Mr. Black smoothed out the contract and flipped to the third page. “I have accounted for that: I will compensate you for the estimated loss of business. See here?”
She refused to look. “I don’t know why you’re bothering
to ask. I know I have no choice.”
“Of course you have a choice.” He took a pen from his breast pocket and offered it to her. “Your son had a choice, too.”
Her lips trembled.
“Let me inspect them closely. Both the contract and… that.” Portia indicated the man shivering on her floor with a careless wave of her hand.
“He’s yours. You can command him.”
“The terms of our deal have changed. I won’t take custody until I fully agree.”
“This is why I love you, Portia. Just adore you. You don’t tolerate nonsense in your business, and I have to say, I appreciate that.” He snapped his fingers. “Nukha’il, stand up and turn around so she can see all of you.”
The man picked himself up. Shimmering red-brown hair fell to his back in soft waves. His body was delicate, yet strong, and the top of his head was nearly level with the doorway. Nukha’il spun slowly. He was sheer perfection, despite the fact there might have been no muscles under his olive skin. The lines of his back were unearthly.

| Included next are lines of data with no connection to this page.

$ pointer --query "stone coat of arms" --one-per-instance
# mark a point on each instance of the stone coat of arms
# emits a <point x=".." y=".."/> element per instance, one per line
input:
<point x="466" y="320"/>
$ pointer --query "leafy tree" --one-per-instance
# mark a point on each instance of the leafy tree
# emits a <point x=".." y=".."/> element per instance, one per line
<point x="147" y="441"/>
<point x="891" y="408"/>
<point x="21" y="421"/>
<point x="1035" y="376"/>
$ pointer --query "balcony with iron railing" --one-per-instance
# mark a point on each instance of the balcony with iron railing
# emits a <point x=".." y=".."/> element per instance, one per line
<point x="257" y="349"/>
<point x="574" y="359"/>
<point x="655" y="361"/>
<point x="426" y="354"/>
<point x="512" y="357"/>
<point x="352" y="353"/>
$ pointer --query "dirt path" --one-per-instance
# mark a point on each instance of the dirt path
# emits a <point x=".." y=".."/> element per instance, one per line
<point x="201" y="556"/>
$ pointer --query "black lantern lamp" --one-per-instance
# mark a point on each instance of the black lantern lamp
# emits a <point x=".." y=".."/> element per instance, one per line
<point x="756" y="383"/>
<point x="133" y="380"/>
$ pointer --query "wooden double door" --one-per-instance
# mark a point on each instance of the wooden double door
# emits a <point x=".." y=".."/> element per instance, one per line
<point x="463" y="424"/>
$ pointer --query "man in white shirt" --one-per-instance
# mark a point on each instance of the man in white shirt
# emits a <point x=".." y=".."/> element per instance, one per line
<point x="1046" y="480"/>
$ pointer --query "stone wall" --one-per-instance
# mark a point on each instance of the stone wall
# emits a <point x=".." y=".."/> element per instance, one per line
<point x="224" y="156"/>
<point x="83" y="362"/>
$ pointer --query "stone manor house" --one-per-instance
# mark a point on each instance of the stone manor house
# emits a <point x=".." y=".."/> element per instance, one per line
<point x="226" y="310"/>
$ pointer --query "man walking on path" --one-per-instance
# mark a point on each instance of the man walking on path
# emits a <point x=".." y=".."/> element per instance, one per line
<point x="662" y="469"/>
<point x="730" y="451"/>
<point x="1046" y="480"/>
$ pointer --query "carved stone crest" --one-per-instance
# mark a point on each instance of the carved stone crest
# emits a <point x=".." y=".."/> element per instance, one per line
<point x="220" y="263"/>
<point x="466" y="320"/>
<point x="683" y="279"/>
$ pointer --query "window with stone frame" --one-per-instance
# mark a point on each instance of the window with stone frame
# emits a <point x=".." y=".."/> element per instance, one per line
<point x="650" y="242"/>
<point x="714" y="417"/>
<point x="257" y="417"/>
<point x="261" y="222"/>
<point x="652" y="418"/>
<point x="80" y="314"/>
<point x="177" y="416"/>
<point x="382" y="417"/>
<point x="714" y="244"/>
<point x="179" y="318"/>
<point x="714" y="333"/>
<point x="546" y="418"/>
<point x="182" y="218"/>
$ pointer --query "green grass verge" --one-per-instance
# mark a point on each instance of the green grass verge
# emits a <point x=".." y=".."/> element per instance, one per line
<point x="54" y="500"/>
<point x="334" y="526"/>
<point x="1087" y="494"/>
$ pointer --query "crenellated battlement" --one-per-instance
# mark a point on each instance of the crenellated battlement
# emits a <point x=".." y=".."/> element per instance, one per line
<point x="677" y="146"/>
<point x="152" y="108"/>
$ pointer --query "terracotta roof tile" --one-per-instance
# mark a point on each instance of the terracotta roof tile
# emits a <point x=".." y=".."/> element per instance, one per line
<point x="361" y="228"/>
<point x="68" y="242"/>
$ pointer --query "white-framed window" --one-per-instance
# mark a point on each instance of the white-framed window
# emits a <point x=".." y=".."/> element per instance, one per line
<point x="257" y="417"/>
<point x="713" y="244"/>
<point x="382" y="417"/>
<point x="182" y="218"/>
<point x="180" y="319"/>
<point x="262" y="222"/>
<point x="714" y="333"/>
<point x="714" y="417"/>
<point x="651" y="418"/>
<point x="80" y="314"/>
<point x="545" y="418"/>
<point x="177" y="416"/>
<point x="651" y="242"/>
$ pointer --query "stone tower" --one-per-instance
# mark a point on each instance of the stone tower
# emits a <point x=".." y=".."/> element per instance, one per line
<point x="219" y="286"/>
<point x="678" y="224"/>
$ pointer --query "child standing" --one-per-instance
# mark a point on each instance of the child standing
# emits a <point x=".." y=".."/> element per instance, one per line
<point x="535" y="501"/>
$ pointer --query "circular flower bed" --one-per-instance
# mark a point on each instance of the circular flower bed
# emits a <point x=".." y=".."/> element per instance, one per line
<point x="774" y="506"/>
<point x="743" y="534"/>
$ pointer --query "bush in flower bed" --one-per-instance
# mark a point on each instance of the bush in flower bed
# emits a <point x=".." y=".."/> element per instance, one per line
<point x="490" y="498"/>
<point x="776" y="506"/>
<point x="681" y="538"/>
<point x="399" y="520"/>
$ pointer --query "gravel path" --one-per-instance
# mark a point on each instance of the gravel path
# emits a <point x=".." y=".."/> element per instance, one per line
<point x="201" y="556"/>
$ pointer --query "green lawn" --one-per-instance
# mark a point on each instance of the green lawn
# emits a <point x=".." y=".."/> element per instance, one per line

He looked a lot like Portia’s son.
Her fist tightened, crumpling the contract.
“I’ll take him,” she said, her voice hoarse. Nukha’il raised his chin, giving her the kind of look that said he wouldn’t go down easily.
The moment she signed the last curl on her surname, the papers were gone and the pen was whisked from her hand. Alain tucked the contract into his coat once more. Mr. Black smiled like the Cheshire Cat, his too-white teeth glowing in the lamplight. “It’s always a pleasure doing business with you, my dear.”
“Yes. Of course. You’ll have to tell me your real name one day, Mr. Black.”
He placed a kiss on her knuckles. The suit fit him even better when he was standing. Under other circumstances, she might have sought him out to become her third husband. He was wealthy and certainly attractive. But he was also a cold bastard, and he did dangerous business. She didn’t want to be witness to the day it caught up with him.
“How do I contact you?” she asked.
“I’ll be in town visiting some… shall we say, old friends. I’ll be in touch. Don’t worry about that.”